Además de la venta por catálogo que Regalo+ ofrecía a sus clientes, los productos de la empresa también se anunciaban ahora en varias cadenas de televisión nacionales. Cada vez que se proyectaba uno de sus
spots
sonaba un timbre. En ese instante daba igual lo que los empleados estuvieran haciendo. Debían dejar cualquier otra actividad para dedicarse única y exclusivamente a atender las llamadas telefónicas en espera —que podían ascender a más de trescientas— y, sobre todo, a convencer a quienes llamaban de que aquél era el producto que necesitaban.

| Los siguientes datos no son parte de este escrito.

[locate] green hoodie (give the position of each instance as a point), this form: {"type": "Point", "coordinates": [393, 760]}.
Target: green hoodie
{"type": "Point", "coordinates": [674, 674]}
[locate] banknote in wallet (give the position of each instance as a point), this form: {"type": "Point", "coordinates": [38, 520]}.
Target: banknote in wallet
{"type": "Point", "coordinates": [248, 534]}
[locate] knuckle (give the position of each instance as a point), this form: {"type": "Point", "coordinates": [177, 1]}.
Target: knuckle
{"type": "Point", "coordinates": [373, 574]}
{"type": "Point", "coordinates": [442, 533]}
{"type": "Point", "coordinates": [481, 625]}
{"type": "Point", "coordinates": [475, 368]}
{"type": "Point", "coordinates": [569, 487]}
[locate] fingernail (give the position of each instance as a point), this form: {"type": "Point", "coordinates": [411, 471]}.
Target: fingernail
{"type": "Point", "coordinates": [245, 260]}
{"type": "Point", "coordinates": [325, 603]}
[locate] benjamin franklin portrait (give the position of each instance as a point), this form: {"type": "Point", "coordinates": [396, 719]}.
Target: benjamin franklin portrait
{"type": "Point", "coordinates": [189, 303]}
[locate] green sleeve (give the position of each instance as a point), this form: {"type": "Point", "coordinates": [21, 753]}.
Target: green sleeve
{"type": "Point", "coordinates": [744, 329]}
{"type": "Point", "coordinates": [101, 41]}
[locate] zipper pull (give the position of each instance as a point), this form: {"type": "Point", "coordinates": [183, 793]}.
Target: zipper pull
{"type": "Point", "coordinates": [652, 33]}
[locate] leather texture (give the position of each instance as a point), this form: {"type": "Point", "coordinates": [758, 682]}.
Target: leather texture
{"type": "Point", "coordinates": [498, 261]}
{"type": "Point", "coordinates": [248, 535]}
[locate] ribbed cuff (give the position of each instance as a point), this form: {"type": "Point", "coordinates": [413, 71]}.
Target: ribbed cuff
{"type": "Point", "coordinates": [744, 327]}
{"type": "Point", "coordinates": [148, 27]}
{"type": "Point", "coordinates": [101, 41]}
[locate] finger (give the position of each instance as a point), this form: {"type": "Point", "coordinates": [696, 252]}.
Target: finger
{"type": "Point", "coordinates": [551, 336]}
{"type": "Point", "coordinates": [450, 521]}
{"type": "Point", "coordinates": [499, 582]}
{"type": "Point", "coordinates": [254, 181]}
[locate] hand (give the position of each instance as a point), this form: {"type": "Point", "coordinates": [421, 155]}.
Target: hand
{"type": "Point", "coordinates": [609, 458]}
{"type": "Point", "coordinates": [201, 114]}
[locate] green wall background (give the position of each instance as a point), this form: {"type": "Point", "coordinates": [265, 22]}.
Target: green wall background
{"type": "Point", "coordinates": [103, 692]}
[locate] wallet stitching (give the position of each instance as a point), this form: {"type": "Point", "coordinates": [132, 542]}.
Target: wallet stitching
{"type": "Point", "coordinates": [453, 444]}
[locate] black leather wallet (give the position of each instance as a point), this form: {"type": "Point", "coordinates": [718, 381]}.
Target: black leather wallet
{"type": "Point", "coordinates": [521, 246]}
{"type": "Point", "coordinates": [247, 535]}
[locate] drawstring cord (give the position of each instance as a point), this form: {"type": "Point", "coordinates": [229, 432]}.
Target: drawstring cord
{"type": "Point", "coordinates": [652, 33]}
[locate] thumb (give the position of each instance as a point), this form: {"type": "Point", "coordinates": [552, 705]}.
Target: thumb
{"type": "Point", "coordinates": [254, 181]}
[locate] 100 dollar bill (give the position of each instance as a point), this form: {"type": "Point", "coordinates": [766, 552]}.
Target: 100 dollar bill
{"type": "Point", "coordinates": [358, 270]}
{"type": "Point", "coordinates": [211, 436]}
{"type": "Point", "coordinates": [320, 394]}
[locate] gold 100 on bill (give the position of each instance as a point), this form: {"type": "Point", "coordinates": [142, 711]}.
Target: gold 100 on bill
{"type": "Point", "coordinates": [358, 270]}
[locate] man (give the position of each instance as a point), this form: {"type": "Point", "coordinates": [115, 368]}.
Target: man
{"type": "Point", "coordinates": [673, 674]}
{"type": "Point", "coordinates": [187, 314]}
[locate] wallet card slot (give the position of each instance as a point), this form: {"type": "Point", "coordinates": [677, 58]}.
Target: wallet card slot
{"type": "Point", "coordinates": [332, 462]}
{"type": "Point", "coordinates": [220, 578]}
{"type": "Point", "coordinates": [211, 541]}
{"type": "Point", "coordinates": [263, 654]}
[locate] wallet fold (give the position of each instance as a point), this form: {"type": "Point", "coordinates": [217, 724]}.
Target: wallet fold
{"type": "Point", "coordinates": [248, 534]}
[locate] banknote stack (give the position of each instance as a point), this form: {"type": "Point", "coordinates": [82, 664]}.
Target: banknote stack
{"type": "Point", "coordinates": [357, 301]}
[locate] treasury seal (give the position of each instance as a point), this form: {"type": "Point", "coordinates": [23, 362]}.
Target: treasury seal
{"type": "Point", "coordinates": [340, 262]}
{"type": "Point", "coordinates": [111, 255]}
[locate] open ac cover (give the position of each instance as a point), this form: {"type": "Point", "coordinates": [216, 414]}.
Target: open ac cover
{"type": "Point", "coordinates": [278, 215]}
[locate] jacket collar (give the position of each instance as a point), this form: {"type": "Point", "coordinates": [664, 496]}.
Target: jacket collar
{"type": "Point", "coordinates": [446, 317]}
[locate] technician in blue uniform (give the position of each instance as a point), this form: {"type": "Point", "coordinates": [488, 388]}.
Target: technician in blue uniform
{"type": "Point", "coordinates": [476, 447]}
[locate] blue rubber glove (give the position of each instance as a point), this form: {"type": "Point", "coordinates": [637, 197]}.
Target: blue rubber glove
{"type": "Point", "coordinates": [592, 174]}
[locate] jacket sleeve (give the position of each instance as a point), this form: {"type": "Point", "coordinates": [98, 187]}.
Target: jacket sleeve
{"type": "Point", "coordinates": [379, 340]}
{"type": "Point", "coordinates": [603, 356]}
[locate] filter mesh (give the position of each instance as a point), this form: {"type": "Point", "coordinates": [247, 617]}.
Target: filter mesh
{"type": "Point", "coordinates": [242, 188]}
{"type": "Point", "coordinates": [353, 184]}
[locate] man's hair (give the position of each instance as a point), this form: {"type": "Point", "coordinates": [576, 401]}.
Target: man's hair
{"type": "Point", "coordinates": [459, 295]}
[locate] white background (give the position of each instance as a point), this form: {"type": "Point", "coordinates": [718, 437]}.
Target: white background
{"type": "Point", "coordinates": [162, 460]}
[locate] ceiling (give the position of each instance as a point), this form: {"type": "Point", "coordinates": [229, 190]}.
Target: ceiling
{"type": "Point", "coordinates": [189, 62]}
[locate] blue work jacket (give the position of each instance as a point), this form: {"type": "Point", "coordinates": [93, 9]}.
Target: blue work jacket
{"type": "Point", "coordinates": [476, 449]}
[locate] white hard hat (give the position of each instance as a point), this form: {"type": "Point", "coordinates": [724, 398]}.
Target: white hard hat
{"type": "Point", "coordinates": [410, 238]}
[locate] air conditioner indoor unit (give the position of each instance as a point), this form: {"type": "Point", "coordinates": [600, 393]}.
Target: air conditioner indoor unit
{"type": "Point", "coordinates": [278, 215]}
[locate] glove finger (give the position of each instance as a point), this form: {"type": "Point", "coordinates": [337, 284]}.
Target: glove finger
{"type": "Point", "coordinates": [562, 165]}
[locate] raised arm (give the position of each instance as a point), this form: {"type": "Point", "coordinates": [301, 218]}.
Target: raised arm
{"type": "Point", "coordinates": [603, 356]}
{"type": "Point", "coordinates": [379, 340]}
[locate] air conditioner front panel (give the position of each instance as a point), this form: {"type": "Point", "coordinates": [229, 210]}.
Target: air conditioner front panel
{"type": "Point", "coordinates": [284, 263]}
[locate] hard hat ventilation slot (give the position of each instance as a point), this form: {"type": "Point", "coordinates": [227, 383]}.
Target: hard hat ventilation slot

Por supuesto, tampoco les estaba permitido realizar o recibir llamadas telefónicas personales, al menos de manera oficial. Según la empresa, las conversaciones eran grabadas para cerciorarse de que su clientela recibía el mejor trato posible. Y, con esta misma excusa, los supervisores se reservaban el derecho de «pincharlas» cuando lo estimaban oportuno.